During the early European session on Thursday, gold prices (XAU/USD) exhibited a slight positive trend, albeit lacking significant momentum and remaining close to the weekly low observed in the previous session. Traders are adopting a wait-and-see approach, anticipating cues from the Advance US Q4 GDP growth figures. These figures are crucial in determining the Federal Reserve’s (Fed) stance on interest rate cuts, thereby influencing the direction of the non-yielding gold market in the short term.
The US Dollar (USD) continues to grapple with challenges in garnering substantial buying interest, remaining below its highest level since December 13 reached on Tuesday. This circumstance provides some support to the precious metal. Additionally, the looming risk of heightened geopolitical tensions in the Middle East contributes further to gold’s safe-haven appeal.

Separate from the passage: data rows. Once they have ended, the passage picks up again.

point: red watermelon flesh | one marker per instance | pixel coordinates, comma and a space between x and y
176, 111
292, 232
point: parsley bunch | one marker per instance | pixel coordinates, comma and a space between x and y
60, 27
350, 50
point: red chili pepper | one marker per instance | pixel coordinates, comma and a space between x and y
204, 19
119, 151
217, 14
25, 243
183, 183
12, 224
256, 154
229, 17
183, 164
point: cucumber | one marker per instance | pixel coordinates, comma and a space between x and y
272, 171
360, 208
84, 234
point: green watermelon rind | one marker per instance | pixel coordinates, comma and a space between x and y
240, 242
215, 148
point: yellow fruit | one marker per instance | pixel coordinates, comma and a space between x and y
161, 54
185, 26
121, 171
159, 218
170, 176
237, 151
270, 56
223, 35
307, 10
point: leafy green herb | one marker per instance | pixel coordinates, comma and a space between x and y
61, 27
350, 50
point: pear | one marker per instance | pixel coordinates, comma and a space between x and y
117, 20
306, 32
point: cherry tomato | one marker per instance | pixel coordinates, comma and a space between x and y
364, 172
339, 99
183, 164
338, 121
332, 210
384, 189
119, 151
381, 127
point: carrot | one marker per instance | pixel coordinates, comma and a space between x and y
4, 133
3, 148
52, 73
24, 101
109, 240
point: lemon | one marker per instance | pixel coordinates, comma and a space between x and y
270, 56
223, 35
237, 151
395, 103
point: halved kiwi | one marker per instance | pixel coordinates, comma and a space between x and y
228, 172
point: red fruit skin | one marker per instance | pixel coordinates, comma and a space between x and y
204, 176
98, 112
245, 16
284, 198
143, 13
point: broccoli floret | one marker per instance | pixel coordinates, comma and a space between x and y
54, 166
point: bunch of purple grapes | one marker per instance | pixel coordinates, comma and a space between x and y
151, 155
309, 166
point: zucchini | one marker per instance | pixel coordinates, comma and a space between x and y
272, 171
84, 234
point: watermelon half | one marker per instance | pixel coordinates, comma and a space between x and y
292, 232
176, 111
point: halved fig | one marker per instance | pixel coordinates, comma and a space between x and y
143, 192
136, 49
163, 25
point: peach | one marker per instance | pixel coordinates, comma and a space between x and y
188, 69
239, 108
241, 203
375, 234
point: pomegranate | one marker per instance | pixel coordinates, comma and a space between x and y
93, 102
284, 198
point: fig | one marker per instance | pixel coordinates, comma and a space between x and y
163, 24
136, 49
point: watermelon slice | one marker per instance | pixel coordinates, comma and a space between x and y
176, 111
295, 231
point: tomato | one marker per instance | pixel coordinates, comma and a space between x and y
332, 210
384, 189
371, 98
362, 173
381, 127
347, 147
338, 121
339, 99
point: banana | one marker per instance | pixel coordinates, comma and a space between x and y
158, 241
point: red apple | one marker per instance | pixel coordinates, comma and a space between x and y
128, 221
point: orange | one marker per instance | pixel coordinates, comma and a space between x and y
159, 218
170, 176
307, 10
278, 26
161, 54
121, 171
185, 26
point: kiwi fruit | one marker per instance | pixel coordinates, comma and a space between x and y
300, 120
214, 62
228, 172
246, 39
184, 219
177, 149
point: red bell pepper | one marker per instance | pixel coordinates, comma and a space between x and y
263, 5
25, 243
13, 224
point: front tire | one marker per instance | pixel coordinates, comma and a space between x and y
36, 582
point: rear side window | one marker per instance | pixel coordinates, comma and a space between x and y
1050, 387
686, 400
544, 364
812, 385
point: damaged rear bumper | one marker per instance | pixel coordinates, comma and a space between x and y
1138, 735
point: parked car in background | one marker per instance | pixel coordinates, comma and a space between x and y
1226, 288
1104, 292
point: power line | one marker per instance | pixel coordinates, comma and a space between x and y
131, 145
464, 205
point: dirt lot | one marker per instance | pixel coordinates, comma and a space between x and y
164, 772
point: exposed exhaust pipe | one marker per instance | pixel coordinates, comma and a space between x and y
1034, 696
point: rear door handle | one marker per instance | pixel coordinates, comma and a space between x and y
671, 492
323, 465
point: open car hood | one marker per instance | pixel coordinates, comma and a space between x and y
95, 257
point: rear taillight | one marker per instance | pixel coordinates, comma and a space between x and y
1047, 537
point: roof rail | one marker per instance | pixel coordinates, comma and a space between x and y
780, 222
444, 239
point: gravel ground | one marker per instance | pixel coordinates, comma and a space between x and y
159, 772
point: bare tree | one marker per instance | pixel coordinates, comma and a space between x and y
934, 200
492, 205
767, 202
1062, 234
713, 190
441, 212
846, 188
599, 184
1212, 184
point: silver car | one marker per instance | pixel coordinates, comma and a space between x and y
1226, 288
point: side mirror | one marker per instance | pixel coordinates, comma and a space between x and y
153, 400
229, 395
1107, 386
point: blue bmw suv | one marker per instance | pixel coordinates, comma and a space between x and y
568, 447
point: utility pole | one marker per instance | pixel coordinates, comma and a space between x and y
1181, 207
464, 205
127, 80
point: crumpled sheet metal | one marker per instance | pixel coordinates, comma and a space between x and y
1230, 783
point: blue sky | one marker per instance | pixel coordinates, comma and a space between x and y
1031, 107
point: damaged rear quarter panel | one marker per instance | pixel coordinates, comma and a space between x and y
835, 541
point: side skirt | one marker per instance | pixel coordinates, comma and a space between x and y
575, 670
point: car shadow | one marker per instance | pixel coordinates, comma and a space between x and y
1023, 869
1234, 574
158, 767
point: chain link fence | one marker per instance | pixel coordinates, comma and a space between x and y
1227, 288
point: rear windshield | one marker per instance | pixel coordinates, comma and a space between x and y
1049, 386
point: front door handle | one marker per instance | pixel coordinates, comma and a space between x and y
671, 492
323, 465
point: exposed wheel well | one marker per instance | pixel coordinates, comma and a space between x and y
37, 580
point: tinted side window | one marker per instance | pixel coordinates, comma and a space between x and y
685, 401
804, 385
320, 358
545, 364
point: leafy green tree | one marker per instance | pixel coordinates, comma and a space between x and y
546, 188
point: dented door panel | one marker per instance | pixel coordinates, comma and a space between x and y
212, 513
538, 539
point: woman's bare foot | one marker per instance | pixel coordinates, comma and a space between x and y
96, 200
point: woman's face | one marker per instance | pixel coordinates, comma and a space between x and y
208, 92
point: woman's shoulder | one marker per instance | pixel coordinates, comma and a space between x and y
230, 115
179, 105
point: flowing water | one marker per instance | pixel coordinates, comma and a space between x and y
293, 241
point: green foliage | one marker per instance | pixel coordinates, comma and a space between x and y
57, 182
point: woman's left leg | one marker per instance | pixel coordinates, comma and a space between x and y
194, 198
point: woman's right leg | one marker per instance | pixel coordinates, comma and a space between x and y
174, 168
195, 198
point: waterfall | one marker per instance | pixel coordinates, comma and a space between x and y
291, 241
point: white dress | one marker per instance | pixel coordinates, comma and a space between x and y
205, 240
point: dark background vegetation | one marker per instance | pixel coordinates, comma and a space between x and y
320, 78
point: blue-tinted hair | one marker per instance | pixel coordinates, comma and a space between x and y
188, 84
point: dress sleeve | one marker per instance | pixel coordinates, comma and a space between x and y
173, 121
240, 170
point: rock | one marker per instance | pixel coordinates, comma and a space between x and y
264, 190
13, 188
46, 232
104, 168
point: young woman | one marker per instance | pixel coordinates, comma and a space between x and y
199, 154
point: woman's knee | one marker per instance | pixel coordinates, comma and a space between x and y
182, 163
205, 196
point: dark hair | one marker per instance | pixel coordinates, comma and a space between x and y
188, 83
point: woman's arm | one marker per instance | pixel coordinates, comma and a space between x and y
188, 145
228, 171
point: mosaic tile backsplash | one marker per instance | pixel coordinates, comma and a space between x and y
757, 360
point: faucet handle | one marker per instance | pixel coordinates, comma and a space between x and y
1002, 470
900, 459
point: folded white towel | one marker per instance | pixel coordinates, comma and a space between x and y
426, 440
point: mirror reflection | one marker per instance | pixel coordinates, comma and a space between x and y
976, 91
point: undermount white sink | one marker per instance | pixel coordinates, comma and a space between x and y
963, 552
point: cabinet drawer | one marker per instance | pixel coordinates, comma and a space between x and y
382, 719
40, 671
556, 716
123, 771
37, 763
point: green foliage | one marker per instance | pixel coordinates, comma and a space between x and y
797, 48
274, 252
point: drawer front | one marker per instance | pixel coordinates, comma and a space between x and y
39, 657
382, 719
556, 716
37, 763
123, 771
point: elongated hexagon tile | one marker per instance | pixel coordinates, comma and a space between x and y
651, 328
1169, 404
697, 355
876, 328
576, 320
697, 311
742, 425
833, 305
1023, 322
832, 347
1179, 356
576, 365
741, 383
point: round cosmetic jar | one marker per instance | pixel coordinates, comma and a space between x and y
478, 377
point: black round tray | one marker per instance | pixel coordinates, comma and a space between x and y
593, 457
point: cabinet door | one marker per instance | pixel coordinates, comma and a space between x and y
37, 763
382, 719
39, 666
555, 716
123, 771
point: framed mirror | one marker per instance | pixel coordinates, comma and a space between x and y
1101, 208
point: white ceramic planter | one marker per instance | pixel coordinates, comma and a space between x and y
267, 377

Despite these factors, the diminished expectations for a more aggressive policy easing by the Fed and an early interest rate cut are sustaining elevated US Treasury bond yields. This, in turn, acts as a counterforce against significant upward movement in the price of gold. Consequently, market participants are exercising caution and await clear signs of robust buying activity before committing to substantial upside positions, particularly ahead of the release of the US Personal Consumption Expenditures (PCE) Price Index scheduled for Friday.